Attendees took a pledge to do their part to support good schools and a quality education, which are key components in ensuring a multiracial democracy. Event facilitators shared that local and national partners will offer assistance with district data analysis, curriculum review, best practices for teachers, survey development, graphic creation and policy review. Participants then had the opportunity to pledge their support and advocacy for an honest, accurate and fully funded public education for all students across this country.
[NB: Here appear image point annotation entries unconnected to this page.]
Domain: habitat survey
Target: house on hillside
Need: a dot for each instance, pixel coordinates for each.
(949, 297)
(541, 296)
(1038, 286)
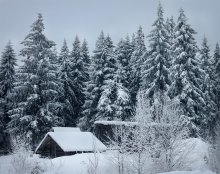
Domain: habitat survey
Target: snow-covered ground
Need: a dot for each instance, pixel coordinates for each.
(84, 163)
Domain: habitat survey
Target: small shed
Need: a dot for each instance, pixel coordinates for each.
(56, 144)
(65, 129)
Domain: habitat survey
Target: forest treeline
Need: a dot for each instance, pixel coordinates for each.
(74, 88)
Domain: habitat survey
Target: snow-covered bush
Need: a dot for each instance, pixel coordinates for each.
(164, 129)
(23, 160)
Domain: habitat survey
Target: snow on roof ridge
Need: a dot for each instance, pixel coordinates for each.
(75, 141)
(66, 129)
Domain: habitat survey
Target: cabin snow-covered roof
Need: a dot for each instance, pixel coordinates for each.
(118, 123)
(66, 129)
(74, 141)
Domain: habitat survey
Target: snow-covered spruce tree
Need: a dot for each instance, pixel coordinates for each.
(208, 89)
(79, 77)
(86, 60)
(216, 92)
(156, 75)
(187, 74)
(106, 107)
(216, 75)
(66, 78)
(124, 51)
(7, 79)
(135, 63)
(37, 90)
(93, 90)
(170, 26)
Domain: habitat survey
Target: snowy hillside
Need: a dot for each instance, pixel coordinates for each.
(103, 163)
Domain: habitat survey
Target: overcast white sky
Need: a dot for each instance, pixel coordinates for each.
(86, 18)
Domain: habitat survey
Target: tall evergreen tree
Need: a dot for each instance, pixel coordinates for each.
(186, 85)
(156, 77)
(79, 77)
(208, 88)
(37, 91)
(7, 79)
(216, 75)
(124, 51)
(66, 78)
(136, 62)
(94, 90)
(86, 60)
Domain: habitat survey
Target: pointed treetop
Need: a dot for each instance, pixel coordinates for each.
(38, 25)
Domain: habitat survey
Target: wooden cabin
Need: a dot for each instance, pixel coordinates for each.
(62, 143)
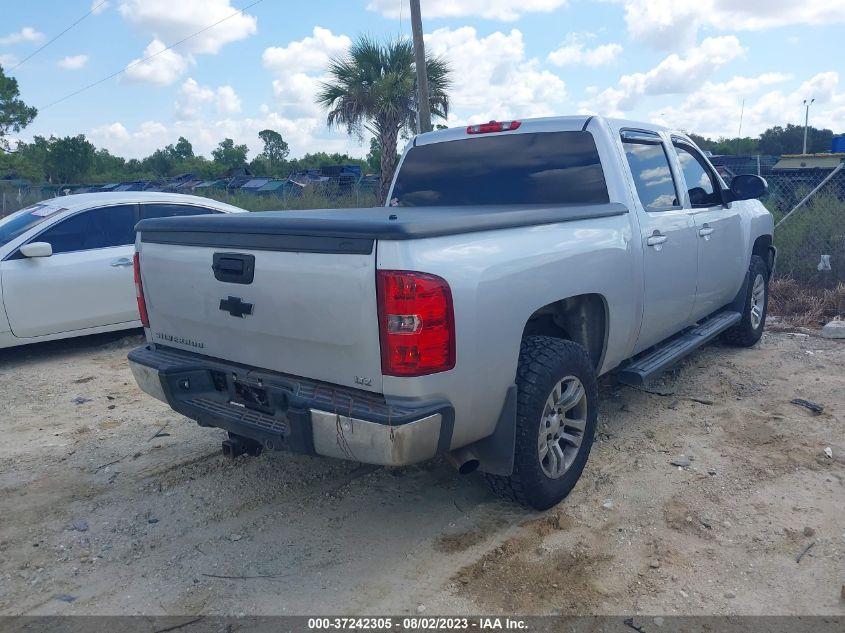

Eagle Heart read the pledge.
“Schools should be a safe place where students can thrive and reach their full potential,” said Beatriz Beckford of Moms Rising. “What is most exciting about H.E.A.L. Together is that we’re joining young people who are stepping up and advocating for truth teaching and progress.”
“When we transform systems to be more equitable and fairer, the sum of us wins,” said Dennis Chin, vice president of narrative, arts, and culture at Race Forward. “This fight isn’t just about parents’ rights and individual freedom. Individual rights and freedom do not live in a vacuum – we are interconnected. We have shared responsibility with one another to ensure everyone has what they need, such as public services and public education.”
Following rousing remarks from education leaders and activists, Race Forward and partners declared that they would not allow attacks on the teaching of American history, the LGBTQIA community and books to go unchallenged.
“Part of what we’re trying to do is to create a bigger ‘we,’” said Zakiya Ansari of Alliance for Quality Education.
At the kickoff, Maria Dautruche served as master of ceremony, enthusiastically welcoming the crowd and introducing the myriad speakers. She noted that the H.E.A.L. Together effort is designed to ensure strong schools, more equitable communities and a more inclusive democracy.
“Regardless of whether you have children in school, the debate around the accurate teaching of American history and contemporary issues of gender, race and sex impacts us all,” said Becky Pringle, president of the National Education Association. “Imagine trying to explain the significance of the nomination of Judge Ketanji Brown Jackson to the United States Supreme Court without being able to talk about the history of race in America.”